Thank you for saying that. That’s the power of community too. As we share, I believe in the ripple effect. When disasters occur, people break open and reach out to each other. I trust that that’s happening where it needs to and that people are helping one another. And I have to say, anticipation is one of the worst feelings that I have because I can bring in every worry possible. But as I age, I appreciate I’m a good problem solver. We each are. For the things that come up unexpectedly, and we are certainly living through a time of not knowing what to expect. And when I can’t solve the problem myself, I reach out to others. It’s amazing the wisdom that we have. I appreciate all your words. It’s so true and important. We all are good problem solvers, good hardy people.

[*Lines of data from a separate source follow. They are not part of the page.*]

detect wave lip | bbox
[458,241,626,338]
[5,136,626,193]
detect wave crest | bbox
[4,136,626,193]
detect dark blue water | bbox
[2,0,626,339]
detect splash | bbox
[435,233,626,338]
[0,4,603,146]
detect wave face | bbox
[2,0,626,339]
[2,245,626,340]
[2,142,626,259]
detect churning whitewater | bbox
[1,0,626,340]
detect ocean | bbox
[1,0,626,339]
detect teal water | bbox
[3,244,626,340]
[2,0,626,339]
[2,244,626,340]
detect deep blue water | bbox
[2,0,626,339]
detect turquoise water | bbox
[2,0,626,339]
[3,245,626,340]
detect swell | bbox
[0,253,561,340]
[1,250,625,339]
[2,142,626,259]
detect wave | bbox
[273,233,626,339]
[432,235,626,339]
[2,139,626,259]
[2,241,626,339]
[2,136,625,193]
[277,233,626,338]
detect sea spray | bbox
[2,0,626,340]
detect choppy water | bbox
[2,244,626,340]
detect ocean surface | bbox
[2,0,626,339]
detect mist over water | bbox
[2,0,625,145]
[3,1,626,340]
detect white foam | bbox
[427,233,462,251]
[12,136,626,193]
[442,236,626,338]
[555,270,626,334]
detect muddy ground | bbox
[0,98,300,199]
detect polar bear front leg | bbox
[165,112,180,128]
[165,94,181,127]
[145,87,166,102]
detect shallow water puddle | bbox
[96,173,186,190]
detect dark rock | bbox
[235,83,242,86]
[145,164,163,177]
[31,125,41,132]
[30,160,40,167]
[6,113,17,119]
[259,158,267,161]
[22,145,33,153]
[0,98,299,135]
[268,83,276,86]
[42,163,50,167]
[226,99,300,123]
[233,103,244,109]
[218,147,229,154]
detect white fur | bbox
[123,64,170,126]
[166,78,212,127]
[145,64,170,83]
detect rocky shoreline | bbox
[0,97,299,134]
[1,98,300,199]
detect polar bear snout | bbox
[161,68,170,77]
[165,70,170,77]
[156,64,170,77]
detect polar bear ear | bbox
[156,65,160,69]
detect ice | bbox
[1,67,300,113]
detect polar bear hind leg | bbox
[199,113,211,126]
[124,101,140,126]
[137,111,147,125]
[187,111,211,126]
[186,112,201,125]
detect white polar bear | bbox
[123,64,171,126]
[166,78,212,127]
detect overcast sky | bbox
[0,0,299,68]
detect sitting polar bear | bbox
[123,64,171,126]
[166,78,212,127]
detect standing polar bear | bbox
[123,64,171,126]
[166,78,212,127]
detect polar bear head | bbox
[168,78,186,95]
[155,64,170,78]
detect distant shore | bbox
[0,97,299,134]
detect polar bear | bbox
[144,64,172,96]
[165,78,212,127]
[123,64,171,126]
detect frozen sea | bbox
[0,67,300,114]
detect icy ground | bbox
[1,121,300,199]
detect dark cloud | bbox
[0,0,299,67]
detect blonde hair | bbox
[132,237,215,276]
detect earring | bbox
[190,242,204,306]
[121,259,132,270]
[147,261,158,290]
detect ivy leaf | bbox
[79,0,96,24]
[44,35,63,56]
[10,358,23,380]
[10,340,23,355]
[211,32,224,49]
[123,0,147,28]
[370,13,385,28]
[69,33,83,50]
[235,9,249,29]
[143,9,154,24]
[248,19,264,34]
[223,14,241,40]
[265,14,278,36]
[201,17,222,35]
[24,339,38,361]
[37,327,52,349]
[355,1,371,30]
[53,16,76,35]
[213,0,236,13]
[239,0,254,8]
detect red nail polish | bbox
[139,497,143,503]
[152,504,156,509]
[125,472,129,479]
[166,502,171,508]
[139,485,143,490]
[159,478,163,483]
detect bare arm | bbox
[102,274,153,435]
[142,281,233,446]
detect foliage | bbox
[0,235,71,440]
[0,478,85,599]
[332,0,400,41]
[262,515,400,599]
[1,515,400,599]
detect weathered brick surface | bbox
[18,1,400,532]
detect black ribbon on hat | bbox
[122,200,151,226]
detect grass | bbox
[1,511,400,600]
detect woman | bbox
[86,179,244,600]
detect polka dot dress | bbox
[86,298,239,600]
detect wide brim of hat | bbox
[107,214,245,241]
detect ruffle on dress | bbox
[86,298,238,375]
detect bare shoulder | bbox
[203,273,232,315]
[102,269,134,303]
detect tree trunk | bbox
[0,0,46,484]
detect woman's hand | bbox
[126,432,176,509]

I want to thank this group for the work on expectations and expectancy. I was to get a Covid vaccine yesterday. We planned that we’d be sick today and tomorrow we’d take a trip out of state. But because of the weather, the vaccines didn’t come in so I didn’t get vaccinated. I feel really good today but since we didn’t get the vaccination, we can’t take the trip. My spouse is completely bummed. I think whenever we hear the vaccine is available again, we’ll get it. We’ll take the trip. All is well. It’s not a huge down thing compared to what else is going on in the country. A little disappointed. It’s not that big a deal. I think it’s because I am living more in expectancy now than expectations. I have gratitude for that.
What an affirmation! Talk about the power of words. Those words are so alike. I know the feeling of each one. One is freedom, the other is laden.
Thank you for the reminder. Yesterday was the first day I could try to make an appointment for a vaccination. The system was crashing all morning and I was frantic. I was in this expectation state. At some level, I knew my response was ridiculous; I’ll get the vaccination when I get it. I could see that another part of me was frantic trying to make it happen. Thank you for the reminder about expectancy.
It reminds me of the blog post about the difference between a catastrophe and an inconvenience. It helps me to label it.
It’s also a great indicator that something else is bothering me. If a little thing is bothering me, usually it’s something deeper that is the issue.
Well said. It’s a flag. What’s this flag about? Flags shoot up all the time.
Thank you. Thank you for joining in, for listening, for participating, for being a tree in this grove, for trusting your process, for having patience for your silence. I appreciate the silence, I respect it, and I practice it a lot. Thanks for being on this journey with me. Be gentle with yourselves.